10. The wireless communication device in accordance with claim 8 wherein the multi-resonant antenna element comprises a folded J antenna (FJA).

11. The wireless communication device in accordance with claim 4 wherein the first capacitive patch is located proximate to the first arm, and wherein the first switching device selectably couples the first capacitive patch to the ground plane to tune the first arm from receiving and transmitting rf signals within the first one of the plurality of predetermined rf bands to receiving and transmitting rf signals within the third one of the plurality of predetermined rf bands in response to the first activation signal.

12. The wireless communication device in accordance with claim 5 wherein the first capacitive patch is directly connected to the first switching device, and wherein the first switching device selectably alters the impedance of the antenna system from receiving and transmitting rf signals in the first one of the plurality of predetermined rf bands to receiving and transmitting rf signals in the third one of the plurality of predetermined rf bands by selectably connecting the first capacitive patch to the first impedance device.

13. The wireless communication device in accordance with claim 7 wherein the second capacitive patch is located proximate to an end of the second arm, and wherein the controller provides the first activation signal to the first switching device simultaneously with providing the second activation signal to the second switching device for coupling the second capacitive patch to and uncoupling the second capacitive patch from the ground plane simultaneously with coupling the first capacitive patch to and uncoupling the first capacitive patch from the ground plane.

14. A method for controlling an antenna system comprising a multi-resonant antenna structure having one or more arms and receiving and transmitting radio frequency (rf) signals within a plurality of predetermined rf bands, wherein the multi-resonant antenna structure includes a first arm tuned to receive and transmit within a first predetermined rf band and a second arm tuned to receive and transmit within a second predetermined rf band, the method comprising:

activating a first capacitive patch located proximate to the first arm by coupling the first capacitive patch to the first arm to alter an impedance of the first arm from receiving and transmitting rf signals within the first predetermined rf band to receiving and transmitting rf signals within a third predetermined rf band; and

activating a second capacitive patch located proximate to the second arm by coupling the second capacitive patch to the second arm to alter the impedance of the second arm from receiving and transmitting rf signals within the second predetermined rf band to receiving and transmitting rf signals within a fourth predetermined rf band.

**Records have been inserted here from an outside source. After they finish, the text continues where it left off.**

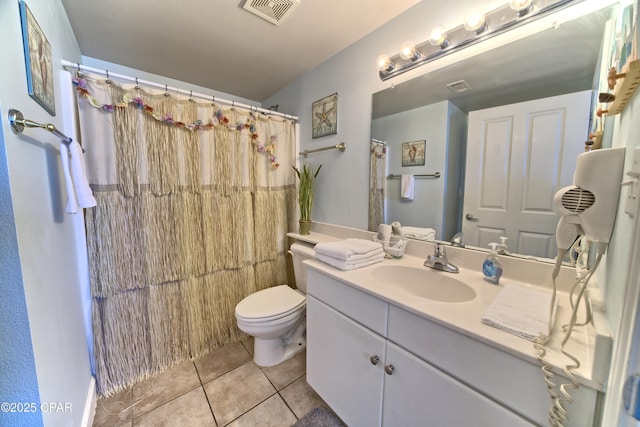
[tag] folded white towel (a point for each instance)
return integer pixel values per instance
(520, 311)
(347, 248)
(406, 187)
(72, 203)
(349, 264)
(79, 174)
(419, 233)
(78, 191)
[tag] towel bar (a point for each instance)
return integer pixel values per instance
(18, 123)
(428, 175)
(342, 146)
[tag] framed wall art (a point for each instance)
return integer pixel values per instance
(37, 58)
(325, 116)
(414, 153)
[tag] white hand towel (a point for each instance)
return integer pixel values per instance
(79, 175)
(344, 249)
(406, 187)
(78, 191)
(348, 264)
(419, 233)
(520, 311)
(72, 203)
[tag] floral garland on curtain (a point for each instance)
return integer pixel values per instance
(219, 119)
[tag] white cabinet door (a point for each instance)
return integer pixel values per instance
(417, 394)
(339, 366)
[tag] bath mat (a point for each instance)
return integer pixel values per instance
(319, 417)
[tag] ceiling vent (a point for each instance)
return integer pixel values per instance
(459, 87)
(274, 11)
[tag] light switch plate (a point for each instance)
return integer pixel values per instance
(633, 185)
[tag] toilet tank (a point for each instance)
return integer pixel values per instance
(301, 251)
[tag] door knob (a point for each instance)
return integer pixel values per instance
(470, 217)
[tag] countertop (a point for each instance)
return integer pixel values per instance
(589, 345)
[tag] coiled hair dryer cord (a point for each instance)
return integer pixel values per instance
(559, 393)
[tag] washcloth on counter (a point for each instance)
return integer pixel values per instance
(521, 311)
(419, 233)
(349, 249)
(350, 264)
(407, 184)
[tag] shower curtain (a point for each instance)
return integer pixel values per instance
(192, 214)
(377, 177)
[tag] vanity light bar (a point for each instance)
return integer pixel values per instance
(497, 22)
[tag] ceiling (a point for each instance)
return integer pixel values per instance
(217, 44)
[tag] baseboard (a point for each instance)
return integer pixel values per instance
(90, 405)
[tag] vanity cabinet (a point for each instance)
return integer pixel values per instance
(368, 380)
(376, 364)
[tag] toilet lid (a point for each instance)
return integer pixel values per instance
(270, 302)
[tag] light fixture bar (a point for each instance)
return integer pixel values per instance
(498, 21)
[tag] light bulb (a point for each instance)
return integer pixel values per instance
(384, 63)
(408, 51)
(438, 37)
(522, 7)
(475, 21)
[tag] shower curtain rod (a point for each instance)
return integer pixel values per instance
(191, 94)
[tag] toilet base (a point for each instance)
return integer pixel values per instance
(271, 352)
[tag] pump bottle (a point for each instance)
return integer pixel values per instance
(491, 267)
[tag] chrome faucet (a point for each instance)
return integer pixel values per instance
(439, 260)
(456, 240)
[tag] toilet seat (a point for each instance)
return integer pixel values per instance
(270, 304)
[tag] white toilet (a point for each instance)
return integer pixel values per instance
(275, 316)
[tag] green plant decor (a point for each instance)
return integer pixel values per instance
(306, 177)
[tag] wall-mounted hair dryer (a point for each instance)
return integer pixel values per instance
(589, 206)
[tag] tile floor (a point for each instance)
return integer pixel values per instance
(224, 388)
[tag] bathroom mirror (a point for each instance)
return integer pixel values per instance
(553, 62)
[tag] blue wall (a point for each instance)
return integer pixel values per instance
(18, 381)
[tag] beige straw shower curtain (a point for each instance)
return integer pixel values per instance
(377, 178)
(192, 216)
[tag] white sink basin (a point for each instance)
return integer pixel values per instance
(424, 283)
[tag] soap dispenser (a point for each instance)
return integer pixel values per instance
(491, 267)
(502, 248)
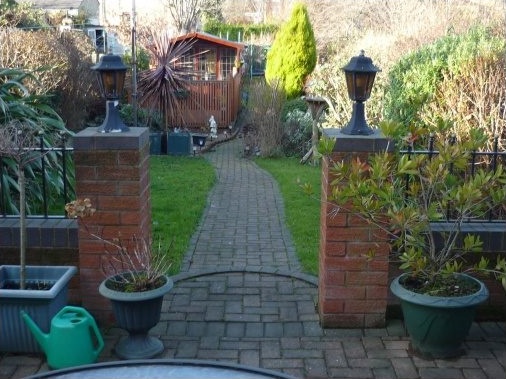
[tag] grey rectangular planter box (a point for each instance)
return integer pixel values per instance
(41, 305)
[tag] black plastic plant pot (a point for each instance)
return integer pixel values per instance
(437, 325)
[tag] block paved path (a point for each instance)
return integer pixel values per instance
(241, 298)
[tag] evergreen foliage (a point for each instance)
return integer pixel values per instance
(292, 56)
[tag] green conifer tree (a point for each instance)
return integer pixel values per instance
(292, 56)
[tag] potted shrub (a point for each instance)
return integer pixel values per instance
(136, 282)
(422, 202)
(41, 291)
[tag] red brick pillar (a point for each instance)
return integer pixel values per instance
(353, 289)
(112, 170)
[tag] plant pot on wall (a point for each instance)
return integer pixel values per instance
(137, 313)
(438, 325)
(40, 304)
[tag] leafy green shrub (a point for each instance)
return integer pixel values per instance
(292, 56)
(63, 65)
(265, 129)
(291, 105)
(22, 111)
(440, 82)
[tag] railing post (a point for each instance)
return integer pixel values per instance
(353, 289)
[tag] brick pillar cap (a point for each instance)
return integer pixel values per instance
(375, 142)
(91, 139)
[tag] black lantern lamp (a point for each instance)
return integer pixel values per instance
(111, 73)
(360, 73)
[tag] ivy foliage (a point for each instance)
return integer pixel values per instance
(292, 56)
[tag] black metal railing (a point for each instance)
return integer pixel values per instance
(483, 159)
(50, 181)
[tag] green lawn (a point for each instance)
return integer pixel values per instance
(179, 190)
(301, 211)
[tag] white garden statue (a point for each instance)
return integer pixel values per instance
(213, 128)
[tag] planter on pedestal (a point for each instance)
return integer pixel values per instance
(137, 313)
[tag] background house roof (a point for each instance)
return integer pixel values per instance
(56, 4)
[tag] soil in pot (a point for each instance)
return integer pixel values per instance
(32, 285)
(450, 286)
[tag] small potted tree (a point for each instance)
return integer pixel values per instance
(136, 282)
(422, 202)
(41, 291)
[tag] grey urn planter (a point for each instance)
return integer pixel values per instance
(137, 313)
(40, 305)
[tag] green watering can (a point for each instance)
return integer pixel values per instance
(74, 338)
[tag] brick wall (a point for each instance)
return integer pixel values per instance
(353, 290)
(112, 169)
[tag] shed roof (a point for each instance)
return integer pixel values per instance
(56, 4)
(211, 38)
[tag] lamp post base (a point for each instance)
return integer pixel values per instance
(112, 122)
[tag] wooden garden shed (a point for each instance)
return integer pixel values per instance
(214, 86)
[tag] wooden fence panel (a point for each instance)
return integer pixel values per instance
(218, 98)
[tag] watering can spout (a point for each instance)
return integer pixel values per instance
(41, 337)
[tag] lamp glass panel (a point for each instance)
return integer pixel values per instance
(361, 85)
(112, 83)
(350, 84)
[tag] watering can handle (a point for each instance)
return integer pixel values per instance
(93, 324)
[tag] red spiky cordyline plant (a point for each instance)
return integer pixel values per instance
(162, 87)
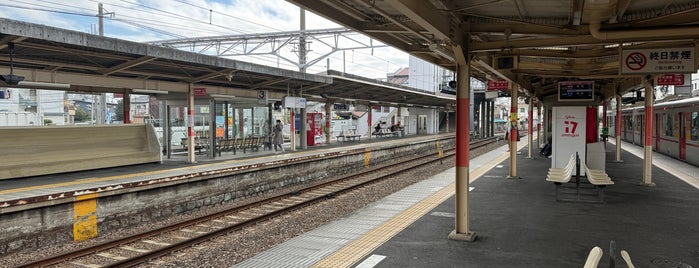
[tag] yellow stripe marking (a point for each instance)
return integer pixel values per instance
(367, 157)
(356, 250)
(117, 177)
(85, 217)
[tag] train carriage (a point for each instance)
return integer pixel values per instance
(675, 128)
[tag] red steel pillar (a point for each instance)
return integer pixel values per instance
(530, 127)
(648, 136)
(368, 120)
(617, 127)
(463, 91)
(328, 110)
(127, 106)
(446, 112)
(538, 123)
(190, 125)
(604, 116)
(292, 129)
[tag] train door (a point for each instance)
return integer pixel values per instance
(683, 133)
(422, 124)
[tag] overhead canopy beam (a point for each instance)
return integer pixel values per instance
(427, 16)
(126, 65)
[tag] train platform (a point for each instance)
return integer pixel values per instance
(35, 189)
(518, 222)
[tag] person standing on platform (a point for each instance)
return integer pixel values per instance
(278, 136)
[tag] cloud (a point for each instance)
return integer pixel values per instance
(150, 20)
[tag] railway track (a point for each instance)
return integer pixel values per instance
(149, 246)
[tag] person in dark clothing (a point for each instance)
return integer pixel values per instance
(278, 136)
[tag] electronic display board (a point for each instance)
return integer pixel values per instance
(576, 91)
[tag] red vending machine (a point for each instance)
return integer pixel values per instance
(314, 128)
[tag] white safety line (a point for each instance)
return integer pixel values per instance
(371, 262)
(681, 170)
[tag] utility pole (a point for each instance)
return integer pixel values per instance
(102, 118)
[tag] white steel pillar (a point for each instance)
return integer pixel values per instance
(617, 127)
(463, 92)
(513, 131)
(648, 137)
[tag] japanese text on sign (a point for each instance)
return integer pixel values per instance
(498, 84)
(653, 61)
(670, 80)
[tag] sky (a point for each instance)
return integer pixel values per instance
(155, 20)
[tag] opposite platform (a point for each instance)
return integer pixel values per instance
(518, 223)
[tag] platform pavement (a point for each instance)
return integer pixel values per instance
(518, 223)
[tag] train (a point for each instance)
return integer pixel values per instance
(675, 128)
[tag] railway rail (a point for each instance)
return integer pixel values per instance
(149, 246)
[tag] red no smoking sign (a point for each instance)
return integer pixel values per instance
(636, 61)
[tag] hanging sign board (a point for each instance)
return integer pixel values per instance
(498, 84)
(670, 80)
(569, 134)
(294, 102)
(658, 60)
(262, 97)
(200, 92)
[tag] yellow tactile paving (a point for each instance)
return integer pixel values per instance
(359, 248)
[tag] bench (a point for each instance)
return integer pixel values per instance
(562, 175)
(627, 259)
(598, 179)
(385, 132)
(349, 134)
(593, 258)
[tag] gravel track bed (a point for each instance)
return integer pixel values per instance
(236, 247)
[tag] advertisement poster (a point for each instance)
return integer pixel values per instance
(569, 126)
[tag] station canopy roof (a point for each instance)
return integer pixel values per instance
(91, 63)
(547, 41)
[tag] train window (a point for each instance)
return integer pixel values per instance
(629, 126)
(669, 124)
(639, 123)
(695, 126)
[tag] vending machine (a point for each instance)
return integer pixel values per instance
(314, 128)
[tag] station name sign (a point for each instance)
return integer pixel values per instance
(658, 60)
(498, 84)
(294, 102)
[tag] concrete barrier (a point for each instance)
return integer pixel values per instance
(32, 151)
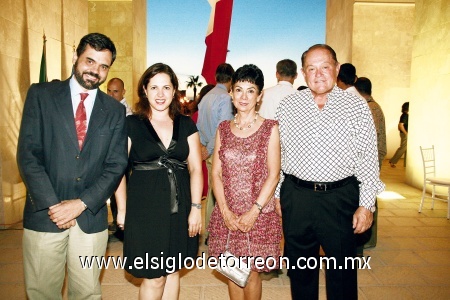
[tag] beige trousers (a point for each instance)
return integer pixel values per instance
(45, 255)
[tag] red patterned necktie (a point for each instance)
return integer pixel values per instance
(80, 120)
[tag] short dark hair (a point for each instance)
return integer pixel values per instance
(97, 41)
(287, 68)
(347, 74)
(224, 72)
(319, 46)
(142, 107)
(249, 73)
(364, 86)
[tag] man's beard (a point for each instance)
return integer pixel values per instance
(87, 84)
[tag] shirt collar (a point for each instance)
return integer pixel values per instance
(76, 89)
(282, 82)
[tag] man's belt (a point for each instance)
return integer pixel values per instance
(320, 186)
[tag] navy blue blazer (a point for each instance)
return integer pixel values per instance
(51, 164)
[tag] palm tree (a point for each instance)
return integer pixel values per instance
(193, 83)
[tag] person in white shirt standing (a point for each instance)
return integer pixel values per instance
(116, 89)
(286, 74)
(346, 79)
(329, 160)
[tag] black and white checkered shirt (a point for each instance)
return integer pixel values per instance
(330, 144)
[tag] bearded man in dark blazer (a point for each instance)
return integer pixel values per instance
(69, 172)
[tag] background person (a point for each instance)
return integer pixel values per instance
(346, 79)
(246, 170)
(286, 74)
(194, 117)
(215, 107)
(70, 167)
(331, 176)
(163, 195)
(403, 129)
(116, 89)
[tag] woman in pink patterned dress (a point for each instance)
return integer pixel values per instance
(245, 173)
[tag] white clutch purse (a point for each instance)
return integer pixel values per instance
(234, 269)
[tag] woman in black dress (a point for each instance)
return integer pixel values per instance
(164, 189)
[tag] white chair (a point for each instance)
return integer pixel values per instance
(429, 178)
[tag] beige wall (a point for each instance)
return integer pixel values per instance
(381, 51)
(139, 42)
(402, 47)
(22, 23)
(125, 23)
(339, 28)
(430, 78)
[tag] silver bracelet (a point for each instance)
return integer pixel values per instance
(196, 205)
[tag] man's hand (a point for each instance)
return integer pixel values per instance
(68, 224)
(362, 220)
(204, 152)
(65, 211)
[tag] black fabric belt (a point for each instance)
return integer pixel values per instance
(171, 165)
(320, 186)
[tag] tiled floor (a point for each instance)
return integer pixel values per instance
(410, 261)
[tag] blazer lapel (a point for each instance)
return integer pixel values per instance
(63, 104)
(98, 117)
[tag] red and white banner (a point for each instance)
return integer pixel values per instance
(217, 37)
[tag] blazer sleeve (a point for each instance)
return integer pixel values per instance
(30, 153)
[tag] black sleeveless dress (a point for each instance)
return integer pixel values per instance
(156, 240)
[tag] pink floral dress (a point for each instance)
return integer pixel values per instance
(244, 171)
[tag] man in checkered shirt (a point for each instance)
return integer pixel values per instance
(330, 176)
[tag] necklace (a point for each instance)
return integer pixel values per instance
(248, 126)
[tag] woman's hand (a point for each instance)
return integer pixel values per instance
(230, 219)
(195, 221)
(278, 206)
(247, 220)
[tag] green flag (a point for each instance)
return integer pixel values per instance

15. The method in accordance with claim 14 wherein activating the second capacitive patch includes:

activating the second capacitive patch by coupling the second capacitive patch to the second arm simultaneous with coupling the first capacitive patch to the first arm in order to alter the impedance of the second arm from receiving and transmitting rf signals within the second predetermined rf band to receiving and transmitting rf signals within the fourth predetermined rf band while simultaneously altering the impedance of the first arm from receiving and transmitting rf signals within the first predetermined rf band to receiving and transmitting rf signals within the third predetermined rf band.